Page:Aristote - Poétique et Rhétorique, trad. Ruelle.djvu/310

Le texte de cette page a été corrigé et est conforme au fac-similé.

En effet, tel fait se produit contre la vraisemblance, si bien que, même ce qui est contre la vraisemblance est vraisemblable ; et si cela est, le non vraisemblable sera vraisemblable, non pas absolument. Mais de même que, lorsqu’il s’agit de controverses, c’est en n’ajoutant pas : « selon certaine éventualité, par rapport à certain fait, dans certaines conditions, » que l’on fait œuvre de calomniateur, dans le cas présent aussi, ce qui est contre la vraisemblance est vraisemblable non pas absolument, mais seulement à certains égards.
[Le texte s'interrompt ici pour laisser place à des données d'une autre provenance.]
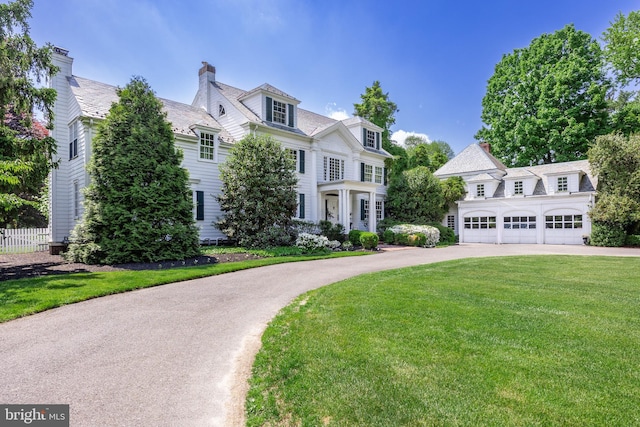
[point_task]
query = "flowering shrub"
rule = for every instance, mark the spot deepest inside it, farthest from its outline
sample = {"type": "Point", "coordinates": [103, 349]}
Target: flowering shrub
{"type": "Point", "coordinates": [431, 234]}
{"type": "Point", "coordinates": [311, 242]}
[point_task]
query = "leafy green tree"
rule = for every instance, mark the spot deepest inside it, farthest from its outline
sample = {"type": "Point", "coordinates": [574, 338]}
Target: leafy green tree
{"type": "Point", "coordinates": [26, 149]}
{"type": "Point", "coordinates": [622, 40]}
{"type": "Point", "coordinates": [615, 159]}
{"type": "Point", "coordinates": [258, 193]}
{"type": "Point", "coordinates": [415, 196]}
{"type": "Point", "coordinates": [547, 102]}
{"type": "Point", "coordinates": [379, 110]}
{"type": "Point", "coordinates": [138, 207]}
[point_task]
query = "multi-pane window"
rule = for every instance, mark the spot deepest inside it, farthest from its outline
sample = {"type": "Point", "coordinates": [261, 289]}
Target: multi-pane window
{"type": "Point", "coordinates": [518, 187]}
{"type": "Point", "coordinates": [563, 221]}
{"type": "Point", "coordinates": [333, 169]}
{"type": "Point", "coordinates": [207, 146]}
{"type": "Point", "coordinates": [563, 184]}
{"type": "Point", "coordinates": [371, 139]}
{"type": "Point", "coordinates": [519, 222]}
{"type": "Point", "coordinates": [451, 221]}
{"type": "Point", "coordinates": [378, 210]}
{"type": "Point", "coordinates": [479, 222]}
{"type": "Point", "coordinates": [368, 173]}
{"type": "Point", "coordinates": [279, 112]}
{"type": "Point", "coordinates": [73, 140]}
{"type": "Point", "coordinates": [378, 175]}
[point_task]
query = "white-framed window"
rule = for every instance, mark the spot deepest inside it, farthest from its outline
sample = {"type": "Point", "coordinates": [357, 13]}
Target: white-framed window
{"type": "Point", "coordinates": [563, 184]}
{"type": "Point", "coordinates": [73, 140]}
{"type": "Point", "coordinates": [451, 221]}
{"type": "Point", "coordinates": [207, 146]}
{"type": "Point", "coordinates": [378, 175]}
{"type": "Point", "coordinates": [368, 173]}
{"type": "Point", "coordinates": [333, 169]}
{"type": "Point", "coordinates": [563, 221]}
{"type": "Point", "coordinates": [279, 112]}
{"type": "Point", "coordinates": [479, 222]}
{"type": "Point", "coordinates": [76, 200]}
{"type": "Point", "coordinates": [519, 222]}
{"type": "Point", "coordinates": [518, 187]}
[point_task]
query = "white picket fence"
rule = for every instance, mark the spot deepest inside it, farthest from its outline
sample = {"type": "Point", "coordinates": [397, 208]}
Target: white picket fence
{"type": "Point", "coordinates": [23, 240]}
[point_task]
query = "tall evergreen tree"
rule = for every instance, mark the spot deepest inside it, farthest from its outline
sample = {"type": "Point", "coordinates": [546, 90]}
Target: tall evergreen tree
{"type": "Point", "coordinates": [138, 207]}
{"type": "Point", "coordinates": [26, 150]}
XI. C’est de ce lieu que se compose la Rhétorique de Corax[1]. Ainsi, qu’un individu ne prête pas à l’accusation portée contre lui, par exemple, en raison de sa faiblesse, il échappe à la condamnation pour voies de fait, car il n’y a pas vraisemblance (qu’il soit réellement coupable) ; mais qu’il prête à cette accusation, par exemple, en raison de sa vigueur, il s’en tire encore, attendu qu’il n’y a pas non plus vraisemblance, car il allait bien penser qu’il y aurait vraisemblance[2]. Il en est de même des autres cas. Il faut de deux choses l’une : ou qu’il y ait, ou qu’il n’y ait pas matière à poursuivre ; et les deux cas sont évidemment vraisemblables. Le premier est vraisemblable et le second ne l’est pas absolument parlant, mais de la manière que nous l’avons dit ; et c’est là le moyen d’assurer la supériorité à la cause la plus faible. C’est, par conséquent, à bon droit que l’on refusait d’admettre la prétention que Protagoras affichait[3]. C’était un

  1. Le premier, avec Tisias, qui ait écrit sur l’art oratoire.
  2. Et cette présomption a dû le retenir.
  3. Protagoras d’Abdère se faisait fort d’enseigner l’art de faire gager les mauvaise causes. Cp. Cicéron, Brutus, ch. VIII.